PCQ Has Exposure To Some Hard-Hit Areas

I now want to dig into the underlying holdings of PCQ, because this will give us an idea of how the fund is likely to fare in the months ahead. As a California-focused muni hold, PCQ does not offer investors much diversity in terms of geographical location. However, the fund is quite diverse in terms of sub-sectors within the California muni market. PCQ does have about 22% of its holding in the typical state and local general obligation bonds, but the rest of the portfolio is made up of revenue bonds in a multitude of different areas:

Source: PIMCO

My first takeaway is I like how diversified PCQ is, especially for a single-state muni fund. Obviously, PCQ is heavily exposed to California’s economy, but this broad exposure means investors can take some comfort in the fact that if one particular area sees some turbulence, the fund can still perform well over time.

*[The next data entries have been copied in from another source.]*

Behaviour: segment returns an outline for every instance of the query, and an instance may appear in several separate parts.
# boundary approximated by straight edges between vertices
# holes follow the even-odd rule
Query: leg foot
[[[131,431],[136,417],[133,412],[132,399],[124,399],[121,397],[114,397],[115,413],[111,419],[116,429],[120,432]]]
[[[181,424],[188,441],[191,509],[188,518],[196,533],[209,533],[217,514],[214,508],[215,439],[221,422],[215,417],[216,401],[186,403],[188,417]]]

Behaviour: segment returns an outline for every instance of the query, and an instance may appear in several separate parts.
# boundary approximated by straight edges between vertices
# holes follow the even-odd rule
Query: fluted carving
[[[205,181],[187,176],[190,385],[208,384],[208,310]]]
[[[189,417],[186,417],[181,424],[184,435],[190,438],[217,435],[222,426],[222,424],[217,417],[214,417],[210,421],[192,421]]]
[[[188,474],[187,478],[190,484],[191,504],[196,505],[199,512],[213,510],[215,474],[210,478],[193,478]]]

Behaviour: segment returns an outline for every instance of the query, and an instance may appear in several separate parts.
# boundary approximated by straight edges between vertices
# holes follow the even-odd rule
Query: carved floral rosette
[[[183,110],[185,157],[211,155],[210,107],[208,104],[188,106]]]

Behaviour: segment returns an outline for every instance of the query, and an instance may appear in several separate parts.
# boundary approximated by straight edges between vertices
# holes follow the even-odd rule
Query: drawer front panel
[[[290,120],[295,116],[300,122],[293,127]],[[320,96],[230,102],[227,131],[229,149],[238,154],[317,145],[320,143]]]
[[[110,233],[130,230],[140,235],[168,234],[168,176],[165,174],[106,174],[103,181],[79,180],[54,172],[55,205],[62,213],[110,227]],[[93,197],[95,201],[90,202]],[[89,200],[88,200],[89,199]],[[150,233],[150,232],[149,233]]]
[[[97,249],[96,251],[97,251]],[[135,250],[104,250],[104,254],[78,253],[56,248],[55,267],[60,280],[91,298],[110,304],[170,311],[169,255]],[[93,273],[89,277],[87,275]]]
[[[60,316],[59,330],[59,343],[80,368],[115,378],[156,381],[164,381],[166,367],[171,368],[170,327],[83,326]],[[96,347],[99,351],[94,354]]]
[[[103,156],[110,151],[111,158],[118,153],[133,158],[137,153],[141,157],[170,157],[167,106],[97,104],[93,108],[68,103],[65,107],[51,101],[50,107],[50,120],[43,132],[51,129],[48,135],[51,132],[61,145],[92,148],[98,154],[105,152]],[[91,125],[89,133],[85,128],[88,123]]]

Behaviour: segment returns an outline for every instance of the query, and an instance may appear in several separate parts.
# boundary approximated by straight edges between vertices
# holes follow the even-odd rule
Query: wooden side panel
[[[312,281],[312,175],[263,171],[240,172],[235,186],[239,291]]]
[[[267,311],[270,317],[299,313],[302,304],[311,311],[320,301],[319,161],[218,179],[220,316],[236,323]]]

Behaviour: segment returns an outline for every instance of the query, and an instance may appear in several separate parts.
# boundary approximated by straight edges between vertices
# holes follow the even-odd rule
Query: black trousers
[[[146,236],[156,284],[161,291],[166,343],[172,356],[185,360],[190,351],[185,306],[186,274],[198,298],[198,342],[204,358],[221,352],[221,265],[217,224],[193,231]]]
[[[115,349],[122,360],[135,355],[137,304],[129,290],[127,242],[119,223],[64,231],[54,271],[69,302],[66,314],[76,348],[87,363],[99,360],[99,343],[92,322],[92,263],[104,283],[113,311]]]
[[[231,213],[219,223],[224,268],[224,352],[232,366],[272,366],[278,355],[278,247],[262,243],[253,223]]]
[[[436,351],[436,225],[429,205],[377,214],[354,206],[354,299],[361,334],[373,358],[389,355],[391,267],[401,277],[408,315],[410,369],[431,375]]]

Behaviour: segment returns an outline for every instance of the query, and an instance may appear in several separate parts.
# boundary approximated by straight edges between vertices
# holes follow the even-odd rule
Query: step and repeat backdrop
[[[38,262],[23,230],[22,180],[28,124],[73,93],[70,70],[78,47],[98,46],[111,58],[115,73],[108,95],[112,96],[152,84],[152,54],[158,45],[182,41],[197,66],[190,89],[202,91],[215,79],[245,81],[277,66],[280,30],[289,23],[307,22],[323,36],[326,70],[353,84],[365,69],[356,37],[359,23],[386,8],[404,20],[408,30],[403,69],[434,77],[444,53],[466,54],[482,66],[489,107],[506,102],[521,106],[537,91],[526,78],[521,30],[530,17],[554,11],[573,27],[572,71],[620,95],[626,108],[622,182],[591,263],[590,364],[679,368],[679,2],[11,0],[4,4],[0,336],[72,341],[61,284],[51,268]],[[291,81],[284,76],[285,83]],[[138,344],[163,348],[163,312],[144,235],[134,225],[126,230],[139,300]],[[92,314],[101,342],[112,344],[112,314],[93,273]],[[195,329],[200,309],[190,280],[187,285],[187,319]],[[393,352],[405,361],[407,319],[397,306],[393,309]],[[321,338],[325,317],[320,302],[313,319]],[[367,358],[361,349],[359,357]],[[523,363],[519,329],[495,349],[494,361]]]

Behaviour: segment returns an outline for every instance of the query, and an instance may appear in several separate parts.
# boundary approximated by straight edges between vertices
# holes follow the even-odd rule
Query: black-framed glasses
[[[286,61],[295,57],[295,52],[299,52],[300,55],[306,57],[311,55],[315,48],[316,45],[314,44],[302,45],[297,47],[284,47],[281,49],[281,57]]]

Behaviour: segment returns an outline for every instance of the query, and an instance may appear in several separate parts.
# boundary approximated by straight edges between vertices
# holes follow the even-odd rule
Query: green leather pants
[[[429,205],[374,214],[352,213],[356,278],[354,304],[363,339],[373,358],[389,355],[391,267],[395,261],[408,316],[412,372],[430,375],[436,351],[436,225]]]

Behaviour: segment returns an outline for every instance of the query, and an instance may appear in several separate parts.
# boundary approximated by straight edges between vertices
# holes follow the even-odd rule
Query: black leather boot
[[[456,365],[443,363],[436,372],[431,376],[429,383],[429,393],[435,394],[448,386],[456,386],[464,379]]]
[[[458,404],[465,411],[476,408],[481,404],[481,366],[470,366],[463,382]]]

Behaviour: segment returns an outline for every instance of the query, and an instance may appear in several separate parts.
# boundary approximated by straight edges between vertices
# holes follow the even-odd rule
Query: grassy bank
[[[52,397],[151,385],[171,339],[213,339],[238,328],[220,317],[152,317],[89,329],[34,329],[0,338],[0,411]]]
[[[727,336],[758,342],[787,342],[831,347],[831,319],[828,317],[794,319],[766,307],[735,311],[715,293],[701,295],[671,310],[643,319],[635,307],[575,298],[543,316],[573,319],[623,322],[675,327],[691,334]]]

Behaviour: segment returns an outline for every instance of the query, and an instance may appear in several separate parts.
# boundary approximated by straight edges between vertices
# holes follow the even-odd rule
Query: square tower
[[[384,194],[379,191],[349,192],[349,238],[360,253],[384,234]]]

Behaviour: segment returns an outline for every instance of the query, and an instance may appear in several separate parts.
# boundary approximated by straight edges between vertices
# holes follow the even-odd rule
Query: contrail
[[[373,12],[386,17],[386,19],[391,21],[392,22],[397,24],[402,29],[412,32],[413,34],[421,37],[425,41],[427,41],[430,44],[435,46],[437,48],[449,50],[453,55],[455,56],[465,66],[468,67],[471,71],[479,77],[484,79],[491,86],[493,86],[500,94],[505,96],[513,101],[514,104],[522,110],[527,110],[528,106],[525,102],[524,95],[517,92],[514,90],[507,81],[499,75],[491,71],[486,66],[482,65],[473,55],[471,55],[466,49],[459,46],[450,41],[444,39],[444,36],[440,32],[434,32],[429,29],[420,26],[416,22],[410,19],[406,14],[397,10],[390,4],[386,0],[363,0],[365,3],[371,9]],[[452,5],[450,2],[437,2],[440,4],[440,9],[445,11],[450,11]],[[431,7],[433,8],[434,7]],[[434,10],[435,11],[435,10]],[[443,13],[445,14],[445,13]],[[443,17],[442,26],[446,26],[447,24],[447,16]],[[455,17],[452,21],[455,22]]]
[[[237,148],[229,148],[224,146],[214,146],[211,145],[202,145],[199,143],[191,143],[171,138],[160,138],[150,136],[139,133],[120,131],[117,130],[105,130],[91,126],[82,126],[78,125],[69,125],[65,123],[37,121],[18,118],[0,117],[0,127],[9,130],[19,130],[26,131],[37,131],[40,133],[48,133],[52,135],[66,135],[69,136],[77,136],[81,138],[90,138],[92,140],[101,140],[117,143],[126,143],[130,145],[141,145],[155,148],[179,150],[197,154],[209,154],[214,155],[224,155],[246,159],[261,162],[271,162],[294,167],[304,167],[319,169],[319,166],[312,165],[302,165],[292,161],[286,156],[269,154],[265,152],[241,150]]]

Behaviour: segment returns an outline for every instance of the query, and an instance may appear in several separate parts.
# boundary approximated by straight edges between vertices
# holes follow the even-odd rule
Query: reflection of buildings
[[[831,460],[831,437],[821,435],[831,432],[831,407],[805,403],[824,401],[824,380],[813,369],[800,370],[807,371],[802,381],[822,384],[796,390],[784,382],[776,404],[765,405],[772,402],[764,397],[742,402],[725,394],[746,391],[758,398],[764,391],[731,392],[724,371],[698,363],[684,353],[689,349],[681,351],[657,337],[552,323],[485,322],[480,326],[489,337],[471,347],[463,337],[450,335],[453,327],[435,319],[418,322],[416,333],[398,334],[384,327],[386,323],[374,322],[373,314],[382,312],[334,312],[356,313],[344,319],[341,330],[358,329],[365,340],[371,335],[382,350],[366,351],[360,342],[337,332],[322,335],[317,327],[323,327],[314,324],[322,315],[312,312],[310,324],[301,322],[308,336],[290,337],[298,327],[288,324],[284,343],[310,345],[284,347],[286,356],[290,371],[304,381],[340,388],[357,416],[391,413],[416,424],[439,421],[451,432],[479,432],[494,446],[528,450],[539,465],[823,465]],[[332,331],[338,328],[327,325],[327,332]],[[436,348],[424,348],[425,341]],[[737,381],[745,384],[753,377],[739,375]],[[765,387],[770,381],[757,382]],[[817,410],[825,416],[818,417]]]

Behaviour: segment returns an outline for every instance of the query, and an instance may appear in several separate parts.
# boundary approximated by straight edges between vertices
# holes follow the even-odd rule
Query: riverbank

Fortunately, as it happens, this diversity is critically important right now. One reason for this is because not all muni sectors are created equally, and the Covid-19 pandemic has disproportionately impacted the bonds in specific areas. Two of the hardest-hit have been healthcare and transportation, which is not a surprising reality given the virus’ impact on the U.S. healthcare system and on travel demand. While PCQ does have plenty of exposure to other areas, healthcare and transportation combine to make up about 25% of total assets, so that is likely a key reason for PCQ’s lackluster performance in 2020 thus far. To understand why, let us consider how the muni market has performed this year. While essential services and general obligation bonds have held up relatively well, within the revenue bond space there have been notable out-performers. Unfortunately, those out-performers do not include either the healthcare or transportation sectors and, in fact, those are two of the worst-performing sectors year-to-date, as shown below:

Source: CNBC

Ultimately, I do not view PCQ’s exposure to those areas well. While hospitals, and the Healthcare sector in general, have been receiving government support, these areas are clearly under pressure. This sector is directly impacted by the pandemic, and the resulting high number of cases means that elective surgeries have been put on hold, which are a key source of revenue for the healthcare providers. Further, travel plans have been put on hold, with demand dropping off for both consumers and businesses. This means transportation-backed bonds, which could mean airports or toll roads, etc., are in a precarious position.

Compounding on this reality is the fact that the situation in California is not very good right now. After the easing of some lockdown restrictions, new cases spiked, leading to the possibility that those restrictions could be put back in place, as shown below:

Source: LA Times

If so, the strain on revenue bonds, especially in areas like transportation, are not set to see strong performance any time soon. This provides further support that the premium price for PCQ is hard to justify at the moment.

Bottom line

I remain committed to muni bonds as a core sector holding, but PCQ is not a fund I would recommend as a way to play it. The fund’s premium is not attractive, nor are the income metrics. Further, as California faces a difficult Covid-19 climate, the underlying bonds in PCQ’s portfolio may continue to underperform. Therefore, I continue to believe investors should carefully consider their risk tolerance before buying any positions at this time.

Disclosure: I/we have no positions in any stocks mentioned, and no plans to initiate any positions within the next 72 hours. I wrote this article myself, and it expresses my own opinions. I am not receiving compensation for it (other than from Seeking Alpha). I have no business relationship with any company whose stock is mentioned in this article.